Per-Capita Income Nears $40,000
Korea's per-capita gross national income reached $36,963 in 2025, the Bank of Korea said, slightly above its earlier estimate. The bank expects it could approach $40,000 this year if the chip-led momentum holds. The figure underlines how much of Korea's income story now rides on semiconductors.
[Yonhap] South Korea qualifies for its 11th straight World Cup; its opening match at the 2026 tournament falls on June 12 against the European play-off winner.
[Education Ministry] 118 schools chosen for AI-fusion classrooms, with 16.7 billion won (about $11 million) earmarked for a rollout starting this half.
[Bank of Korea] Real gross national income rose 9.2% on-quarter in Q1, a record pace, as improved terms of trade outran GDP growth.

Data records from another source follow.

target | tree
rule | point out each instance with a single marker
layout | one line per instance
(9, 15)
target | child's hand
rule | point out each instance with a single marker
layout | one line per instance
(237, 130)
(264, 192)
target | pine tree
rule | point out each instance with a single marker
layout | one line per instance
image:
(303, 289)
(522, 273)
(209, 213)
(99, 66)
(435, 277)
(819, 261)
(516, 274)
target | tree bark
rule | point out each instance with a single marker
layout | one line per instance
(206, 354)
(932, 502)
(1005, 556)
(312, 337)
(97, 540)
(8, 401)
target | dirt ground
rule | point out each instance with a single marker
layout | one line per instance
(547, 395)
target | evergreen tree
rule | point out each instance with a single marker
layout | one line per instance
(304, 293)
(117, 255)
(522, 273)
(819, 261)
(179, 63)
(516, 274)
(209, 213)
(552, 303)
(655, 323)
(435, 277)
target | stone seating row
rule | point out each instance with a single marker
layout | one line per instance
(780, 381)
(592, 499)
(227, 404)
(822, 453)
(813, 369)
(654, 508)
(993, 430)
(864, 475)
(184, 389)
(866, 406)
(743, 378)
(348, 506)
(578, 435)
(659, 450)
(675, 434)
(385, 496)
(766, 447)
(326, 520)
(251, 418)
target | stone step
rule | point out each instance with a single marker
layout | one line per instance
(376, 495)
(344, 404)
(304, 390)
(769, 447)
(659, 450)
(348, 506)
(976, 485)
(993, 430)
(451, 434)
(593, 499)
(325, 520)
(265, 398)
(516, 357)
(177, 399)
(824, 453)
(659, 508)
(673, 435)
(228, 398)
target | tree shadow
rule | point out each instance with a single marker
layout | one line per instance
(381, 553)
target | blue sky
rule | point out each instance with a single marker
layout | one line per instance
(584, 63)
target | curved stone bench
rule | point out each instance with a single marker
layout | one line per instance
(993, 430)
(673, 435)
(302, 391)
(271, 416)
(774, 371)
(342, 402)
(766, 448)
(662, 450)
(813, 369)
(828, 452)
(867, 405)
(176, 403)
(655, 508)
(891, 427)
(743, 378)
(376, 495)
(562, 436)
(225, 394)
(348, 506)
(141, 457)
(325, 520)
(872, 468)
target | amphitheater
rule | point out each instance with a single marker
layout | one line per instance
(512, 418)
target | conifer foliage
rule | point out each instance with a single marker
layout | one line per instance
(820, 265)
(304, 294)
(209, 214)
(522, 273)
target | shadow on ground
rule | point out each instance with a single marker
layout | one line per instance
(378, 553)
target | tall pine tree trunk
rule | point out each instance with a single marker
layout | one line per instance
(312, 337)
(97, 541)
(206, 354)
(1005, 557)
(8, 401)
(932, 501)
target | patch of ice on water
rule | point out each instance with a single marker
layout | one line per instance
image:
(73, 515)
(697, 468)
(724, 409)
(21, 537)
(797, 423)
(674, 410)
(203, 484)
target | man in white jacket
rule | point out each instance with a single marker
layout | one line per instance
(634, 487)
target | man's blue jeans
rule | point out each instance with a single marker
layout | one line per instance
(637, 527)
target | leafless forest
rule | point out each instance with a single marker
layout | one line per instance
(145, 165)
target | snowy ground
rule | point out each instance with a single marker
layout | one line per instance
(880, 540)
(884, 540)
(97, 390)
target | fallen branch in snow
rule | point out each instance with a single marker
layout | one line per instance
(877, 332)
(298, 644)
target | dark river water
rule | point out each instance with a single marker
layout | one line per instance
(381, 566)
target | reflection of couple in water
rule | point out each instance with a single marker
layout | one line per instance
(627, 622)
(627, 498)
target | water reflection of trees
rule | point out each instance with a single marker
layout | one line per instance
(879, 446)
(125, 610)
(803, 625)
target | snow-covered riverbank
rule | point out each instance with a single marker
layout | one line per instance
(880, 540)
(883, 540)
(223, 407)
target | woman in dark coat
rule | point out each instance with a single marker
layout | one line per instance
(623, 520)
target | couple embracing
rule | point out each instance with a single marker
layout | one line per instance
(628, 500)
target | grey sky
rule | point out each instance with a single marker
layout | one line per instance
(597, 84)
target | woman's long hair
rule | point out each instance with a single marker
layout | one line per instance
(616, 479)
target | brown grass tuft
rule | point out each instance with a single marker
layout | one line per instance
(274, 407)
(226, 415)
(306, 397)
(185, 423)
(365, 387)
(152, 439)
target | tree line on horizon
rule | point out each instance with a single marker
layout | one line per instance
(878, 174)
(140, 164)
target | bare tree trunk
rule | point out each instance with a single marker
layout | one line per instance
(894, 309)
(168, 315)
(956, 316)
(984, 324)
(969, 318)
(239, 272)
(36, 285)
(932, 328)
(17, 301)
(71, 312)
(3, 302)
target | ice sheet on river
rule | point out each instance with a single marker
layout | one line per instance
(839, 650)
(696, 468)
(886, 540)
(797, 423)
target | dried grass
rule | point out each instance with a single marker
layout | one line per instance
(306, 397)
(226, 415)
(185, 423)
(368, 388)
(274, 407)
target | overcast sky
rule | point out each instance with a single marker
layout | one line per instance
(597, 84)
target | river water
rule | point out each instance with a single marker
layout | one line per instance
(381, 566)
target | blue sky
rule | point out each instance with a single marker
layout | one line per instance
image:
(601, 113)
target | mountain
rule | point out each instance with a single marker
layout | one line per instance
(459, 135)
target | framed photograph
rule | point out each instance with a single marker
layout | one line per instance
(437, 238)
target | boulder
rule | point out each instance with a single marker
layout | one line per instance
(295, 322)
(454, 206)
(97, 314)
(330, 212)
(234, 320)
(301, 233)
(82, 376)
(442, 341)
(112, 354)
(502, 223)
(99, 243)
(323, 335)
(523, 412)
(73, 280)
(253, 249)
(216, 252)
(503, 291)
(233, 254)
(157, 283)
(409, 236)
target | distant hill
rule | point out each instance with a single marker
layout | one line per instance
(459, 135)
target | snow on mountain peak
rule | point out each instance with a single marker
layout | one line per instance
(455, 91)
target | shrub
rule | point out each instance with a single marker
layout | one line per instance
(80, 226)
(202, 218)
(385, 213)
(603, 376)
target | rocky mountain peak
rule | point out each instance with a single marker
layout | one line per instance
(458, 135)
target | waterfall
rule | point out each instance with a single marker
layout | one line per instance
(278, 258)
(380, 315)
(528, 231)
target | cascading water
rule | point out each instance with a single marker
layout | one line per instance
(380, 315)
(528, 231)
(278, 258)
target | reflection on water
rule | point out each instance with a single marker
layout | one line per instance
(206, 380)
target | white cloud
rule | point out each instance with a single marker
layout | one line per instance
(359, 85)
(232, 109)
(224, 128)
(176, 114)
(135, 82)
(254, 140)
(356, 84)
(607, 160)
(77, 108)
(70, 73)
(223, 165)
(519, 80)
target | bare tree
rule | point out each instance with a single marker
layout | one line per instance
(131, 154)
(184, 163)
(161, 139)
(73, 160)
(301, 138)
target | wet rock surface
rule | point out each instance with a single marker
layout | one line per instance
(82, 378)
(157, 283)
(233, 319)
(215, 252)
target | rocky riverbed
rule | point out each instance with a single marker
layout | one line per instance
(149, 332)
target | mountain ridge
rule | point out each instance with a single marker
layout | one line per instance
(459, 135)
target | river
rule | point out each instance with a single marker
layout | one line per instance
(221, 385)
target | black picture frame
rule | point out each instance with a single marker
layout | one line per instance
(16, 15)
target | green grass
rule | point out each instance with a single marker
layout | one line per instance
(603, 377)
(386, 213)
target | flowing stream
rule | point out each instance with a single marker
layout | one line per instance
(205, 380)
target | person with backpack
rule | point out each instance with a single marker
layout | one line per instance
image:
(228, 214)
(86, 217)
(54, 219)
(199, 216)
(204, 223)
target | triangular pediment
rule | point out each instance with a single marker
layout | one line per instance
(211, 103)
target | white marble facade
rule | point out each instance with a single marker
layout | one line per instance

Clouds build over central regions and North Gyeongsang, with mostly clear skies elsewhere. Scattered afternoon-to-evening showers are likely inland around Seoul, Gyeonggi, Gangwon and Chungcheong — watch for gusts, thunder, lightning and hail.
 Thu 11Fri 12Sat 13Sun 14
SkyCloud, showersClearingCloudyPartly cloudy
Low (℃)13–1812–1813–1915–20
High (℃)23–2925–3025–3124–30
Shower totals on the 11th: 5–30 mm around inland Seoul/Gyeonggi, 5–40 mm in Gangwon's interior and mountains. Per the KMA forecast issued June 10, 5 p.m.
Korea's dashboard wears two faces today. Nominal GDP grew at its fastest pace in fifty years, and the engine was semiconductors. Yet on the same screen sits a won at 1,524, with a Middle East oil shock flickering just beyond it.
When a single pillar carries the growth, a shock from outside shakes the whole floor. The US–Iran truce frayed within two months, oil climbed again, and the wave travels through the currency and import prices to the grocery aisle. A boom built on one export line is sturdy and fragile at once.
At home, the election commission is leaking something harder to rebuild than a tally: trust in its own process. Oil and trust are alike in one way — once either breaks, putting it back costs many times more than holding it together.